La trisomie 21, également connue sous le nom de syndrome de Down, est une anomalie chromosomique fréquente. Cet article explore les causes de la récidive de la trisomie 21, les méthodes de diagnostic prénatal et les aspects liés au conseil génétique.

Conseil Génétique et Diagnostic Prénatal

Le conseil génétique est une étape importante pour les couples ayant des antécédents de trisomie 21. Il permet d'évaluer le risque de récidive et de discuter des options de diagnostic prénatal. Le diagnostic prénatal vise à détecter d'éventuelles anomalies chromosomiques ou du développement embryonnaire ou fœtal pendant la grossesse.

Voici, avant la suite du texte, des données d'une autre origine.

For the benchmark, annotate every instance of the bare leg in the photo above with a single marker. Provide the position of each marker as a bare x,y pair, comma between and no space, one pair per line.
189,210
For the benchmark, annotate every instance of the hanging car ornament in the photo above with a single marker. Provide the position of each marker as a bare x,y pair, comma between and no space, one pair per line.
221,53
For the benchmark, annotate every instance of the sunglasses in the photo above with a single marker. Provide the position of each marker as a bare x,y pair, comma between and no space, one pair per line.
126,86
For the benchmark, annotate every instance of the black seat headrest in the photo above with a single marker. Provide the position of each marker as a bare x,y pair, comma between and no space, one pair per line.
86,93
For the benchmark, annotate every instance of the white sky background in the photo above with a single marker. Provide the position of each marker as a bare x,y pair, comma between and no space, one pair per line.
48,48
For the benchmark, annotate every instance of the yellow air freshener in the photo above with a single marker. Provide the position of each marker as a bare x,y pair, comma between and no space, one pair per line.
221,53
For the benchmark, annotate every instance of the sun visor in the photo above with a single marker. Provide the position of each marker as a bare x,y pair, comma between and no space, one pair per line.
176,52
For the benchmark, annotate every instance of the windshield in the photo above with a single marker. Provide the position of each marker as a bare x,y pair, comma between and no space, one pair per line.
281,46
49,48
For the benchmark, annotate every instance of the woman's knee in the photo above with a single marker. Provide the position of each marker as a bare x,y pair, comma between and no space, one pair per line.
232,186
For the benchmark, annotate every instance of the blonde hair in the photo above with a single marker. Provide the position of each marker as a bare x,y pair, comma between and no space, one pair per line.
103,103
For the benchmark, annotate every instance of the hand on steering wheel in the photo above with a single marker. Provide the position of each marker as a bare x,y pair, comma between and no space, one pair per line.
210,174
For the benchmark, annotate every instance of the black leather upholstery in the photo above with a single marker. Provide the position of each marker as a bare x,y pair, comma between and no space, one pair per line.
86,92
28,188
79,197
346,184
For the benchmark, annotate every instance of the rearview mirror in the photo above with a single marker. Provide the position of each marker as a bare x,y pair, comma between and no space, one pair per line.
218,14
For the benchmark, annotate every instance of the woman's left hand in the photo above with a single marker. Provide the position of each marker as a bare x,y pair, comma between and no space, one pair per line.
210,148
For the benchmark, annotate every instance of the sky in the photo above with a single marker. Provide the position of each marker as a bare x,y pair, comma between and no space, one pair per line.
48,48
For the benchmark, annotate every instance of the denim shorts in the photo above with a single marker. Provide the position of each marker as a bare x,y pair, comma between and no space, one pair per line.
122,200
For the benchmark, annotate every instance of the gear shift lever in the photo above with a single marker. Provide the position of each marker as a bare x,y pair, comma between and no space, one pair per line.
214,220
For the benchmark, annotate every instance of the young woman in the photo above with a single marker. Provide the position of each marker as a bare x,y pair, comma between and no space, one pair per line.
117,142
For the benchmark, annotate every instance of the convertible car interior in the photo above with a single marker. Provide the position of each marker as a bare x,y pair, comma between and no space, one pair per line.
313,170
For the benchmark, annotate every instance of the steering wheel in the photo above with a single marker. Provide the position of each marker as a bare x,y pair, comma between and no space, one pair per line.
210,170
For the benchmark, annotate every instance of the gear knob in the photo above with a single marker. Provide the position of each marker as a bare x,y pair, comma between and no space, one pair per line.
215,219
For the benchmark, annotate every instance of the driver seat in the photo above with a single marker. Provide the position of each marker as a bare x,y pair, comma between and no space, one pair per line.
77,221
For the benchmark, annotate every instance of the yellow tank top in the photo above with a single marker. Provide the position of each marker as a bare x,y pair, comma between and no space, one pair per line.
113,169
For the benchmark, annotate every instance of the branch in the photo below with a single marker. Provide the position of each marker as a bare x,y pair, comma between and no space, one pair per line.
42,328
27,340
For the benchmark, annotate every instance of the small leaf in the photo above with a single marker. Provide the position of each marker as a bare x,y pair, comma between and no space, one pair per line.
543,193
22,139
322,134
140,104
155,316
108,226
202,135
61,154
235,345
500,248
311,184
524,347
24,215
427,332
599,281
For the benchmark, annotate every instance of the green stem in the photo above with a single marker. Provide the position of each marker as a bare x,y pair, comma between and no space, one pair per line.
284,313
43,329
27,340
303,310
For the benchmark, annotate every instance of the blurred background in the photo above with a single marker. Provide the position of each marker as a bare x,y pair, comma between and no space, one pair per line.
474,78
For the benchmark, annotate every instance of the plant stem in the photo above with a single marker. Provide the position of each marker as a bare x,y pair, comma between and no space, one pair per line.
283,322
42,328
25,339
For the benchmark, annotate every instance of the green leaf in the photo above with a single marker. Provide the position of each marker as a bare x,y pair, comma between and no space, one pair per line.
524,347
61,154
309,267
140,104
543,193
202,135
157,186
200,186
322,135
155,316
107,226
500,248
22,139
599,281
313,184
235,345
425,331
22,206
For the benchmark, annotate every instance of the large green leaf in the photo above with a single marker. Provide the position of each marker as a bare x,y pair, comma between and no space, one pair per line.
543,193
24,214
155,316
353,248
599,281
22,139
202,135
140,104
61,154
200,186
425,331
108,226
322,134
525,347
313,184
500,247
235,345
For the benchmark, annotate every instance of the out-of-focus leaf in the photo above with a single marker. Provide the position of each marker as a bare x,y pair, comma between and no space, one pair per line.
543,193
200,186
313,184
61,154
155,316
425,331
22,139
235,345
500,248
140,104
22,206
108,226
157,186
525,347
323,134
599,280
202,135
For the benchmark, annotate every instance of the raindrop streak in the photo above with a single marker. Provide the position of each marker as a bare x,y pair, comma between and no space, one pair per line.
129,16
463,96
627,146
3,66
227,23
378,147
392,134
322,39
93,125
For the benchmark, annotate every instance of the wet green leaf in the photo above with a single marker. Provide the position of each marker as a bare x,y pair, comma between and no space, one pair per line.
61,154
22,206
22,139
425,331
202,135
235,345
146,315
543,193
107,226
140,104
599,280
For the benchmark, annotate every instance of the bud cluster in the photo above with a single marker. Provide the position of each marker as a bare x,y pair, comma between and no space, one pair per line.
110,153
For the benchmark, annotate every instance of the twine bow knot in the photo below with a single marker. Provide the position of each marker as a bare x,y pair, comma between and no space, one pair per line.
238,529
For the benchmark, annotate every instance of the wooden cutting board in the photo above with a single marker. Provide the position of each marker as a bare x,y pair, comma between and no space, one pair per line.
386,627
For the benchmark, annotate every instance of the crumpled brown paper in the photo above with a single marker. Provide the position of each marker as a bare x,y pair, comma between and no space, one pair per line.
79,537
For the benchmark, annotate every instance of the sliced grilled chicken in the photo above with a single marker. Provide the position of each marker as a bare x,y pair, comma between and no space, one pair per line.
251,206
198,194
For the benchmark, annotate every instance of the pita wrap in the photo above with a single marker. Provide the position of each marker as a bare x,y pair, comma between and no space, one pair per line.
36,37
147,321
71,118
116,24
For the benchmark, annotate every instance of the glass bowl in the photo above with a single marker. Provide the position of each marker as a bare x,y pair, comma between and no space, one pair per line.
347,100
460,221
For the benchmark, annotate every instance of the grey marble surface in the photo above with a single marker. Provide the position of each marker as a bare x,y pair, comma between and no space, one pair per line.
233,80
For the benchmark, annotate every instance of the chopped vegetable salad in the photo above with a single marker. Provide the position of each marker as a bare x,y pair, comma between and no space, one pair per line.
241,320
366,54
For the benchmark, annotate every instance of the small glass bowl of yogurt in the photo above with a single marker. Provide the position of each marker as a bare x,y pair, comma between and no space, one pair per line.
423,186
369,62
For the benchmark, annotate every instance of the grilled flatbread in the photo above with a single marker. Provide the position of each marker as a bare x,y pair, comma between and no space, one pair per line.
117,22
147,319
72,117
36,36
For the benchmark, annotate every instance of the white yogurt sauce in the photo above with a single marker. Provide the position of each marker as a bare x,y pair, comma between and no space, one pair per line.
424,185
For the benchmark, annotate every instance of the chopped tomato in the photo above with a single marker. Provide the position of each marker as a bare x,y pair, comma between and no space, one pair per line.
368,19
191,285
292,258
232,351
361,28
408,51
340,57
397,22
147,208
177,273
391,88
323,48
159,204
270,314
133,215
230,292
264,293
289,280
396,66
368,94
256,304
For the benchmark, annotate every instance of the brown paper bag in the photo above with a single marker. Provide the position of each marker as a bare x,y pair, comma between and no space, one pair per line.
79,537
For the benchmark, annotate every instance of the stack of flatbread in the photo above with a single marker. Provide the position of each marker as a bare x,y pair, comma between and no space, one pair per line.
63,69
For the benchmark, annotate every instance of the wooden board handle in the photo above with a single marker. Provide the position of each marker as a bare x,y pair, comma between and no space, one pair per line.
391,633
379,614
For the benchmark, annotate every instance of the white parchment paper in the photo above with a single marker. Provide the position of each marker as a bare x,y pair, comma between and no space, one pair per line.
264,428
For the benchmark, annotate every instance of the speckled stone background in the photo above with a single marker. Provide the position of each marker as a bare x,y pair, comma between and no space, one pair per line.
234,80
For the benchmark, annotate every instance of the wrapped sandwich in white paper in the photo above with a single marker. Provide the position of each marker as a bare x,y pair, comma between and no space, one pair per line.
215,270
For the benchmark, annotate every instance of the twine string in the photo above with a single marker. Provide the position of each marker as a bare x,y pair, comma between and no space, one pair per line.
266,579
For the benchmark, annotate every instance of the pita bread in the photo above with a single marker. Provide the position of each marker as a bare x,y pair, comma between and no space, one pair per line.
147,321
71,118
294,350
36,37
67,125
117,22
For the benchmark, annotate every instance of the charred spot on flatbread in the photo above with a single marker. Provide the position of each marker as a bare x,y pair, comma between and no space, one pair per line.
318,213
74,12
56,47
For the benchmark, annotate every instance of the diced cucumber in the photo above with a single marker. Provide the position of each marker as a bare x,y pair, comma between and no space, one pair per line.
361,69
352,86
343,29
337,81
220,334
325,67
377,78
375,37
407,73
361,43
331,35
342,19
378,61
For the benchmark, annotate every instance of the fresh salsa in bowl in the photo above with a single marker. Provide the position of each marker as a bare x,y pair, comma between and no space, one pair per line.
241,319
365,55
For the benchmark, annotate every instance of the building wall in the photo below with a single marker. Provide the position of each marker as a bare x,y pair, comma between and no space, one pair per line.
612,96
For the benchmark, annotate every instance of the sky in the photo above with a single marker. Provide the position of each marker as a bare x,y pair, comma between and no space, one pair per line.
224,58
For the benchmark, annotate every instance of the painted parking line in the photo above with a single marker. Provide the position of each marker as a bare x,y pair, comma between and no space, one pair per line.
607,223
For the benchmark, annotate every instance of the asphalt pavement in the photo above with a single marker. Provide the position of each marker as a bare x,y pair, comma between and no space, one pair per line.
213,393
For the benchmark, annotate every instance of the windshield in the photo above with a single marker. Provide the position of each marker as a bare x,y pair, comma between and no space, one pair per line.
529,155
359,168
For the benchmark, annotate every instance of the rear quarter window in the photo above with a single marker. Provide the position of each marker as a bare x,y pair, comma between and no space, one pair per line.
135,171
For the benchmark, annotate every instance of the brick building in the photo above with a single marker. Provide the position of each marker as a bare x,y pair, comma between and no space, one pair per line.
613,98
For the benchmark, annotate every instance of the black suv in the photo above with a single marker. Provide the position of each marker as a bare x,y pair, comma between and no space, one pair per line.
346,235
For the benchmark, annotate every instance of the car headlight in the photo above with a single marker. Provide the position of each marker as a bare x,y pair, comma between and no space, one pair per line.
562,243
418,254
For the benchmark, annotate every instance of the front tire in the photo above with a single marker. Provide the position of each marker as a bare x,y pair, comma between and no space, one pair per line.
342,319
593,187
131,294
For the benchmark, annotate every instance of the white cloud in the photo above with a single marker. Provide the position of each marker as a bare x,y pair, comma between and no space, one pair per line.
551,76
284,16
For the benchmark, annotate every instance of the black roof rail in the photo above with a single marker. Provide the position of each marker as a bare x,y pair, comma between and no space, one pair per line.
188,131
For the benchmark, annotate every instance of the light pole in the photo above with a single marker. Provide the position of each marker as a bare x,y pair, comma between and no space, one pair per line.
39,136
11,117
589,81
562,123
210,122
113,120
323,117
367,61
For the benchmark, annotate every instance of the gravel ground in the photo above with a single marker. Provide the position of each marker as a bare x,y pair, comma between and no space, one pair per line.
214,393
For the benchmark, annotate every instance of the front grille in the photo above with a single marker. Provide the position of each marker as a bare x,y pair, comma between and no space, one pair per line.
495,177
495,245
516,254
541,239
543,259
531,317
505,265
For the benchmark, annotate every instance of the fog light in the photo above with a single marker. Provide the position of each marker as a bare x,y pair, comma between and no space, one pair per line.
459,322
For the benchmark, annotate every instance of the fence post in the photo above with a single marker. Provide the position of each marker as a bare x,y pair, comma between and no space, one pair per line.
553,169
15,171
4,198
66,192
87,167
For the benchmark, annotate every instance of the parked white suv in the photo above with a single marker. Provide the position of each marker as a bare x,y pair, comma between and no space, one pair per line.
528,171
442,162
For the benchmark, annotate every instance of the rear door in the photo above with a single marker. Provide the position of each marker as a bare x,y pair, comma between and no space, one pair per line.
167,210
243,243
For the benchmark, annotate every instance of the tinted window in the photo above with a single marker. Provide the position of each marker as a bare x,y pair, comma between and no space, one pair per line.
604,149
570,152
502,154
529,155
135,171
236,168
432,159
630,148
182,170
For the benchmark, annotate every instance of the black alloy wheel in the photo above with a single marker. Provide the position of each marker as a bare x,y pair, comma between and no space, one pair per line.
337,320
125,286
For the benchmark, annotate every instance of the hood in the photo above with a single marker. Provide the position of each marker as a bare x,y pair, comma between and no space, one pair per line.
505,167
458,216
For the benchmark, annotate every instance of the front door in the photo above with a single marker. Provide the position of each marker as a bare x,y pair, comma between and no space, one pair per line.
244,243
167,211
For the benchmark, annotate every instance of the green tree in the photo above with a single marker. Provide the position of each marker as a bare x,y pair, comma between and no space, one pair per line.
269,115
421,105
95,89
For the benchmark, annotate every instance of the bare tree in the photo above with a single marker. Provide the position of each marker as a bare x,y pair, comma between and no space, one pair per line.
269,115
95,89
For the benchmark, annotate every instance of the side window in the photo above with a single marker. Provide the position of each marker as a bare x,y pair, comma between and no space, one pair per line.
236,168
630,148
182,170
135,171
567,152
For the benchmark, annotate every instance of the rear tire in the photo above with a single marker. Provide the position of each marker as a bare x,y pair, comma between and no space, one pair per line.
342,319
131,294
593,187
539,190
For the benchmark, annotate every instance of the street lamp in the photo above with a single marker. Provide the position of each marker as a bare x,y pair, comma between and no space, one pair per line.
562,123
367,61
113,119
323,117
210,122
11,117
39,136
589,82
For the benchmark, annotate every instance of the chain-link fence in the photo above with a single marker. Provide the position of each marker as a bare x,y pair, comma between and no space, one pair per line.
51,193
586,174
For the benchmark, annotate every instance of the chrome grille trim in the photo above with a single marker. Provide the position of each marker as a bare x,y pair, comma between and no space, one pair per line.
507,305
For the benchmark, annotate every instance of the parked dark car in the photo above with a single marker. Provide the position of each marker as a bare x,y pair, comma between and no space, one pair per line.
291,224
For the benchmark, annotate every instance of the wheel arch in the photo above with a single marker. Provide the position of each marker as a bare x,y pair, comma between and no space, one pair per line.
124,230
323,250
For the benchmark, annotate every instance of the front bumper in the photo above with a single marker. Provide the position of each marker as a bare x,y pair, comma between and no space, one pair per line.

Objectifs du conseil génétique

Le conseil génétique a plusieurs objectifs :

  • Expliquer les bases du conseil génétique et les possibilités de diagnostic prénatal.
  • Expliquer la prescription des tests génétiques, en abordant l'organisation et les aspects réglementaires.
  • Présenter les problèmes liés à la maladie et les retentissements de l'arrivée d'un enfant souffrant de maladie génétique sur le couple et la famille.

Diagnostic génétique

Un diagnostic génétique permet une prise en charge à multiples dimensions :

  • Une dimension diagnostique de précision, permettant de déterminer la cause de la maladie et d’y mettre un nom.
  • Une dimension pronostique, un diagnostic permettant une prise en charge préventive et d’accompagnement personnalisé des patients, grâce à la trajectoire de maladie des patients.
  • Une dimension d’aide à la prescription thérapeutique (thérapies ciblées, pharmacogénomique).
  • Une dimension familiale avec parfois obligation d’informer les membres de sa famille pour qu’ils puissent bénéficier d’un conseil génétique adapté (décret parentèle).
  • Une dimension liée à la reproduction, avec la réalisation d’un diagnostic prénatal (DPN) ou pré-implantatoire (DPI), la possibilité de réaliser une interruption médicale de grossesse (IMG).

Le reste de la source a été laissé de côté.